Борис Парамонов: Камилла Палья – отнюдь не сексолог, но и не только историк искусств, она культурфилософ, и склонна ставить и решать вопросы в предельно широком социально-культурном и историческом контексте. И сейчас она напомнила, что репрессия сексуальности – черта буржуазной культуры и созданного ею образа жизни. Этот образ жизни, эта психологическая установка начали преодолеваться с двадцатых годов прошлого века с появлением учения Фрейда и таких технических новаций, как автомобиль, позволивший юношам и девушкам ускользать от ежечасного родительского контроля – известный феномен “века джаза”. В шестидесятые годы началась настоящая сексуальная революция, захватившая не только нравы, но и само искусство. В этом отношении Камилла Палья очень выделяет революционирующее влияние рок-музыки. Но одновременно шла и реакция.
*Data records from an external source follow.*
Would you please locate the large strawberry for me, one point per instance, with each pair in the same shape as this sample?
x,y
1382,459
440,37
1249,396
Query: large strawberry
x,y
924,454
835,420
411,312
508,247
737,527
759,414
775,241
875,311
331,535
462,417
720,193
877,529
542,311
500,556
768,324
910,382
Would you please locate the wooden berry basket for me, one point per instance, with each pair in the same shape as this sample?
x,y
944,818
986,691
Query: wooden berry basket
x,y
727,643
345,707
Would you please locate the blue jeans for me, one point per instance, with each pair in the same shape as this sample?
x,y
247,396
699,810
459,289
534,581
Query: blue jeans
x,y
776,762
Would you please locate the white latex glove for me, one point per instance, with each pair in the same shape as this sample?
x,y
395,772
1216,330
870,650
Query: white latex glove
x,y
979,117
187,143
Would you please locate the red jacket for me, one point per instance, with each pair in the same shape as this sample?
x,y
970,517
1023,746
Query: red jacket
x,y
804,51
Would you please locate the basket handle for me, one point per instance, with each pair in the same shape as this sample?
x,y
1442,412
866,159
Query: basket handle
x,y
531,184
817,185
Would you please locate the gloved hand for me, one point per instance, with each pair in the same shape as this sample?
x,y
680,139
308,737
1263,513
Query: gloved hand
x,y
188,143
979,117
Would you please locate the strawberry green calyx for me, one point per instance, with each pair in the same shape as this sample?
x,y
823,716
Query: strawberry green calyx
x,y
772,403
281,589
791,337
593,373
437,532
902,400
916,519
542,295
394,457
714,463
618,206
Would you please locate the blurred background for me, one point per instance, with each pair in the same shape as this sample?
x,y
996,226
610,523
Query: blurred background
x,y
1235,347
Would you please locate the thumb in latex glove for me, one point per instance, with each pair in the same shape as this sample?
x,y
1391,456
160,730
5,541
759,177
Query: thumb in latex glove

Эту реакцию Камилла Палья связывает с одуряющим влиянием новых идеологий феминизма и политической корректности. Эти идеологии сумели внушить, что представление о женщине в буржуазном обществе с его мужской доминацией создалось не в природном порядке, а являет собой социальную конструкцию, призванную закрепить господство мужчины и подчиненную роль женщины. Но Палья утверждает, что как раз нынешний культурный образ женщины как равноправного мужчине делового партнера, пресловутой “карьир-вумен” и есть наиболее искажающий социальный, то есть искусственный, конструкт. В современном мире, говорит Палья, и не только в этой статье, а во всех своих сочинениях, - женщина насильственно вырвана из природного миропорядка. То, что веками казалось – и было! – нормой, то есть сексуальное внимание мужчины к женщине, теперь представляется поводом к судебному преследованию под рубрикой сексуальных домогательств. Секс убит в офисах; а в этих офисах нынешняя женщина проводит не меньше времени, чем мужчина. Возвращаясь после напряженного рабочего дня в свои сверхкомфортабельные дома, такие пары думают больше всего о том, как бы завалиться спать, причем вне каких-либо прелиминарий.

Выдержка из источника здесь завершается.